= Edward Winslow (loyalist) =

Edward Winslow (February 20, 1746 or 1747 - May 13, 1815) was a loyalist officer and New Brunswick judge and official.

Edward Winslow was born in Plymouth, Massachusetts in 1746 or 1747, a descendant of Mayflower Pilgrim Edward Winslow and the son of Edward Winslow (scholar). He studied at Harvard College, graduating in 1765 with an MA. After graduation, as the political tension escalated between Great Britain and its North American colonies over issues such as trade, taxation, and governance, Winslow publicly put his support behind Massachusetts Governor Thomas Hutchinson and helped create "a company of Tories" in an effort to keep the peace. By 1774, Winslow was forced to flee Plymouth, and in April 1775, as a member of the British Army, he was involved in a bloody confrontation at Lexington against the Patriot militia. In March 1776, he retreated along with the British troops to Halifax, and by July had been appointed muster master general for the Loyalist forces. (He was subsequently named in the Massachusetts Banishment Act of 1778.)
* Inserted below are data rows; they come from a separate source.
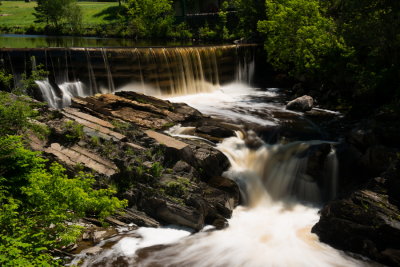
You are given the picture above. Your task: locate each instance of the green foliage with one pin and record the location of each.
(150, 18)
(298, 37)
(249, 12)
(6, 81)
(36, 204)
(372, 29)
(156, 169)
(59, 14)
(177, 188)
(207, 34)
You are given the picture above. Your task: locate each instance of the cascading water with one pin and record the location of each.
(273, 229)
(161, 72)
(61, 95)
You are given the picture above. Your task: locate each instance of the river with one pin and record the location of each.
(272, 228)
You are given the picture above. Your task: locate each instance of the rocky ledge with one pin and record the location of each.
(367, 221)
(120, 139)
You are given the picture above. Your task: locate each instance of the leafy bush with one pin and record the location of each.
(150, 18)
(59, 14)
(298, 37)
(6, 81)
(38, 206)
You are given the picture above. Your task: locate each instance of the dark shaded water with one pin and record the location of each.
(39, 41)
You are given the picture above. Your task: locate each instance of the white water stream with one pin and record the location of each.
(272, 229)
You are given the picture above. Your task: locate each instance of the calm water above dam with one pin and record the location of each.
(42, 41)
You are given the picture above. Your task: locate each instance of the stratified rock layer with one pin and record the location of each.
(166, 179)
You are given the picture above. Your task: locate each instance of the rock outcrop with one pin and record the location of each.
(303, 103)
(366, 222)
(166, 179)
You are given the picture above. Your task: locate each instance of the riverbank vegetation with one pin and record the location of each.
(40, 204)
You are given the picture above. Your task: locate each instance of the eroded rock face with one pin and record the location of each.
(367, 222)
(166, 179)
(303, 103)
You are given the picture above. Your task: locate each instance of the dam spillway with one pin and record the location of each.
(161, 70)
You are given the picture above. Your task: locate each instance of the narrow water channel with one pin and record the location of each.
(280, 202)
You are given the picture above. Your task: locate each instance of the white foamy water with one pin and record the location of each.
(236, 102)
(267, 232)
(274, 226)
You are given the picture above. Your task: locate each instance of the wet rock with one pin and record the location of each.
(252, 140)
(215, 131)
(78, 155)
(365, 223)
(97, 236)
(92, 251)
(136, 217)
(173, 213)
(303, 103)
(231, 197)
(377, 159)
(209, 162)
(362, 138)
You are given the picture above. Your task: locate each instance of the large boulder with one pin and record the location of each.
(303, 103)
(366, 223)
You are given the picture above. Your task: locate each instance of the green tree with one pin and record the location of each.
(298, 37)
(150, 18)
(249, 12)
(58, 13)
(39, 206)
(371, 27)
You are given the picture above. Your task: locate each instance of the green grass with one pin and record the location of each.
(20, 14)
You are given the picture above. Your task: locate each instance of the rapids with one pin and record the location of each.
(280, 203)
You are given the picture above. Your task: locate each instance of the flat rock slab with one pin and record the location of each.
(88, 117)
(78, 155)
(166, 140)
(95, 126)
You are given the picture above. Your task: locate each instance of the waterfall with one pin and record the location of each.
(110, 80)
(48, 93)
(272, 229)
(160, 71)
(61, 95)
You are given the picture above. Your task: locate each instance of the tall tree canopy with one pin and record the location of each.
(150, 18)
(298, 37)
(58, 13)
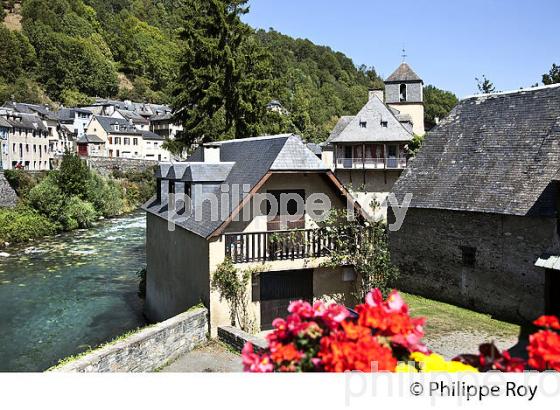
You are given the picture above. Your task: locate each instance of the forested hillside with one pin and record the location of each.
(67, 51)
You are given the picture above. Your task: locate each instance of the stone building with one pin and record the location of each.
(184, 247)
(484, 207)
(368, 151)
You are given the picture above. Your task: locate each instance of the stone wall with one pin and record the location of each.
(8, 197)
(503, 281)
(237, 338)
(148, 349)
(105, 166)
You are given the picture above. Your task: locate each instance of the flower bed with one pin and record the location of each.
(382, 336)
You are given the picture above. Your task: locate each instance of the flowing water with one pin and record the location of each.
(61, 295)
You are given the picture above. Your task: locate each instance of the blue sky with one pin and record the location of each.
(448, 43)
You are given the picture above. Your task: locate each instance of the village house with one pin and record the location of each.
(184, 248)
(482, 229)
(165, 126)
(368, 151)
(26, 141)
(121, 139)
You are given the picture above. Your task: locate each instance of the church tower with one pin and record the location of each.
(404, 93)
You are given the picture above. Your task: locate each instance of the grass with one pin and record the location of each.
(444, 318)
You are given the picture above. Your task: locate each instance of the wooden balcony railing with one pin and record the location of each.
(371, 163)
(277, 245)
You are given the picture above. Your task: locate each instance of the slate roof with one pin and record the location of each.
(495, 153)
(27, 121)
(403, 74)
(132, 116)
(108, 122)
(5, 123)
(149, 135)
(373, 114)
(90, 139)
(246, 162)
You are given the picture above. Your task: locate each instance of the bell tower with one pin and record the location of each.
(404, 92)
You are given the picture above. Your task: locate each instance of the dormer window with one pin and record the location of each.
(402, 92)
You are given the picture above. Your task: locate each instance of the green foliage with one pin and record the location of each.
(233, 288)
(17, 55)
(72, 175)
(78, 214)
(22, 181)
(553, 76)
(22, 224)
(485, 86)
(106, 195)
(437, 104)
(73, 98)
(224, 75)
(364, 246)
(415, 144)
(142, 273)
(48, 199)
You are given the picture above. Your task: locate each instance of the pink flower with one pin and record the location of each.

After the Patriots' victory was secured in 1783, Winslow and his fellow Loyalists were essentially reduced to the status of refugees. He moved his family to Granville in Annapolis County, Nova Scotia, but spent most of his time in Halifax making plans for the settling of Loyalists throughout Nova Scotia. Frustrated with the efforts of the Nova Scotia authorities at settling the approximately 35,000 Loyalists, Winslow began to advocate for the creation of a separate colony in the area north of the Bay of Fundy. In 1783 he was named secretary to Brigadier-General Henry Edward Fox, who was sympathetic to Winslow's proposal. The British government approved the creation of a new colony, called New Brunswick, in June 1784.

Winslow and his family spent a few months in Saint John, New Brunswick, in 1785, before moving to Fredericton. In 1787 Winslow's mother and sisters (his father Edward Sr. died in 1784 and was buried in the Old Burying Ground (Halifax, Nova Scotia)) joined them. Before his appointment to the New Brunswick Supreme Court in 1807, Winslow served in a number of government posts: surrogate general, judge of the inferior court of common pleas, muster master of the King's New Brunswick regiment, secretary to the International Boundary Commission, and deputy surveyor of the King's Woods. Despite the relative financial ease that his position with the New Brunswick Supreme Court offered him, Winslow's family endured financial hardships up until the time of his death. He died in 1815 in Kingsclear, New Brunswick.

== Family ==
It was during the war that Winslow met his future wife Mary Symonds, and by 1783 they had three children: Daniel Murray (1777-1814), Chipman (1778-1783) and Mary (1779-1843). Nine children followed: Penelope (1783-1836), John Francis Wentworth (1783-1859), Thomas Aston Coffin (1784-1810), Edward (1785?-1820), Hannah (b.1788?), Sarah Ann (1790-?), Christianna (1791-1814), Eliza Chipman (1794-1854), and Catherine (1799-1805).